Conflict is an inherent aspect of all close relationships. The inevitability of conflict can’t be changed, but there are lots of adjustments you and your partner can make with respect to how you think about conflict, and how you choose to behave during conflict.
Here are the three common mistakes couples make that usually escalate conflict:
“You’re the one who has to change.”
The first mistake couples make is to assume the other person needs to change. Criticizing your partner does not encourage change. When you criticize your partner, your partner will feel threatened and in turn will become defensive, or retaliate with more criticism. Once you are both in this stand-off of threat and defense, connection and understanding will be out of reach.
More of the same, but louder.
If you feel your partner isn’t reachable during conflict you may feel frustrated, angry, or you may notice anxiety or fear about not getting through to them. Whatever you are feeling may lead to ratcheting up on protesting behavior, such as yelling, profanity, and name-calling. This will escalate conflict and inspire threat and defense in both of you.
You leave, I follow.
At some point, as conflict escalates, one partner will often “leave”. Sometimes leaving comes in the form of checking-out or shutting-down. For the individual who is “leaving”, this may actually be a form of trauma response such as “freeze” or “fawn”, that they have learned to do when they are feeling emotionally unsafe. Or, leaving may mean that the person physically leaves the room or the house in order to get distance from the emotional discomfort or threat of anger. Not surprisingly, the person expressing anger will feel abandoned or rejected by the one who “leaves”, even if the leaving is purely a self-protective mechanism. In many cases, one individual will prevent the other person from leaving, even following them from room to room, or following them out of the home.
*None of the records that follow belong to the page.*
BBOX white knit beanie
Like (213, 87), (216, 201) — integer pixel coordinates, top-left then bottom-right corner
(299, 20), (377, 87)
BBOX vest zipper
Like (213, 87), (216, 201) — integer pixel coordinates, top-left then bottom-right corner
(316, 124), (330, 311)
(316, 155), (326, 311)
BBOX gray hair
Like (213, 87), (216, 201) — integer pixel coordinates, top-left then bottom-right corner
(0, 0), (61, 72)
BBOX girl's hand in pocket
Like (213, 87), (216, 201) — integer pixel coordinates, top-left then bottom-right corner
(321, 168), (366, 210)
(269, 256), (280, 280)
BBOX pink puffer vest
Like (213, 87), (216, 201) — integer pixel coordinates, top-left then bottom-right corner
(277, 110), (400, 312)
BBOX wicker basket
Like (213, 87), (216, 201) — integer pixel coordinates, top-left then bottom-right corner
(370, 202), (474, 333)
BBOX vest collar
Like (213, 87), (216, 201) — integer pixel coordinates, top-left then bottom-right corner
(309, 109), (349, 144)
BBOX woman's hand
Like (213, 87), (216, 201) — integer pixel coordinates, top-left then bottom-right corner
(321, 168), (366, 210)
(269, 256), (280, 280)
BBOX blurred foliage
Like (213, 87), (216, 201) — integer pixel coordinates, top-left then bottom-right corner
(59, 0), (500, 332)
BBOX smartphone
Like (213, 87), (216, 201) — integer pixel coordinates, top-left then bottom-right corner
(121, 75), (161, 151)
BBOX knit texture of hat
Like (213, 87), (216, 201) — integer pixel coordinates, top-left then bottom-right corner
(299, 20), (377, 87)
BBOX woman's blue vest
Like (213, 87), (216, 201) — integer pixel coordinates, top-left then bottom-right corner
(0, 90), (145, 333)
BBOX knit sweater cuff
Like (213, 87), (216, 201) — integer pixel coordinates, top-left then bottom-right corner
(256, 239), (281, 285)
Try experimenting with the following concepts and behavior to navigate conflict with more understanding and emotional maturity:
- Nonviolent Language and Vulnerability: Orient towards “I” statements, instead of “you.” Such as, “I feel anxious when…” instead of “When you do X, I feel anxious…” Identify what you are feeling and then share that directly with your partner. Empathize with them when you can with statements such as, “I hear you feel angry,” or, “It sounds like you’re feeling really hurt.”
- Join One Another: Find points of connection during conflict and name them. “It sounds like we are both feeling anxious about the future,” or “it sounds like we are both wanting more time for ourselves.” These points of shared experience can keep you both feeling connected, even as you move through conflict.
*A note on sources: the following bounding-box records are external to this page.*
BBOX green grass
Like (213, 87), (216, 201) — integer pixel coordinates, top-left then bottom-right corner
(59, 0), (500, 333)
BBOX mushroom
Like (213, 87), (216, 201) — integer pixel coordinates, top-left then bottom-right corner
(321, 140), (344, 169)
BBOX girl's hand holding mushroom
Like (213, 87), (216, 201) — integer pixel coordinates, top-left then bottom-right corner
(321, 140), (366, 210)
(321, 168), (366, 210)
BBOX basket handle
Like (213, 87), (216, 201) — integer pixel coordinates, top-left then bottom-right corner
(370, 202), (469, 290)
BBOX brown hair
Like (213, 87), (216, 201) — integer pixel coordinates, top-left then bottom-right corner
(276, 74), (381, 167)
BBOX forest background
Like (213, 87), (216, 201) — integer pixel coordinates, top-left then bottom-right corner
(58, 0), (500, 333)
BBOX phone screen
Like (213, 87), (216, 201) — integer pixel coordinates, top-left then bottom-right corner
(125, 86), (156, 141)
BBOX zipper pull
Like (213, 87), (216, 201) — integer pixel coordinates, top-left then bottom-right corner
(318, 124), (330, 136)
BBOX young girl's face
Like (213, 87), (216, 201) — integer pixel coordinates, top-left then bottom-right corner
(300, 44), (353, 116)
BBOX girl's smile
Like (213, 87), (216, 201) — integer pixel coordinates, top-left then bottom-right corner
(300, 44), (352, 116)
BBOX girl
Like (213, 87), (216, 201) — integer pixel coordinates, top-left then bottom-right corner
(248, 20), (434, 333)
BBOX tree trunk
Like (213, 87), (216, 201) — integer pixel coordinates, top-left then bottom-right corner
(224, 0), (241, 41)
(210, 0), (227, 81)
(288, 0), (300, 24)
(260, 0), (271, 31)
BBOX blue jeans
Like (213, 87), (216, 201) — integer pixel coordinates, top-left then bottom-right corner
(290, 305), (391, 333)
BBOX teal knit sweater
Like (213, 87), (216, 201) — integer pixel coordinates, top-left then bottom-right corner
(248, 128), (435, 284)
- Consider Two Sides: Being in a partnership means that there are two different, equally valid subjective realities. Embrace “and”, instead of “but”, in order to engage with your partner’s reality. Use validation with statements such as, “you make sense to me,” and, “what you are saying makes sense.”
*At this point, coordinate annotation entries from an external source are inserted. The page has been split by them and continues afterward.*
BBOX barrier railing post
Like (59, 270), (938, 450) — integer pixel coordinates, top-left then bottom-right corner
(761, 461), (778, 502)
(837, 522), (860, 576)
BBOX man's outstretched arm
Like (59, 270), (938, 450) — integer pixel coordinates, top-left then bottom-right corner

- Engage Metacognition: It’s never just about the dish in the sink. Think ABOUT the conflict and think about the pattern of this conflict so that you can explore the underlying structure and dynamic. Almost every time a recurring conflict is taking place there is history back to old attachment wounds and trauma. Sometimes that trauma is from childhood, and sometimes the trauma lives within the history of the relationship.
- Stay in the Crucible of Conflict Longer: It is totally understandable to want to eject from the discomfort of conflict. How can you take care of your nervous system by self-soothing and expanding your window of tolerance so that you can slow down, process, and learn about what is happening between you both. You may need to take a pause and return to the conflict when you are both in a calmer state. Try taking a 15 minute break, or come back in a few days after you've both had some time to reflect.
The only way through conflict is to accept that you both have different and equally valid perspectives. If you can accept your partner is a different person, and cultivate curiosity about their difference, then you can think collaboratively and look at the conflict as a team instead of adversaries.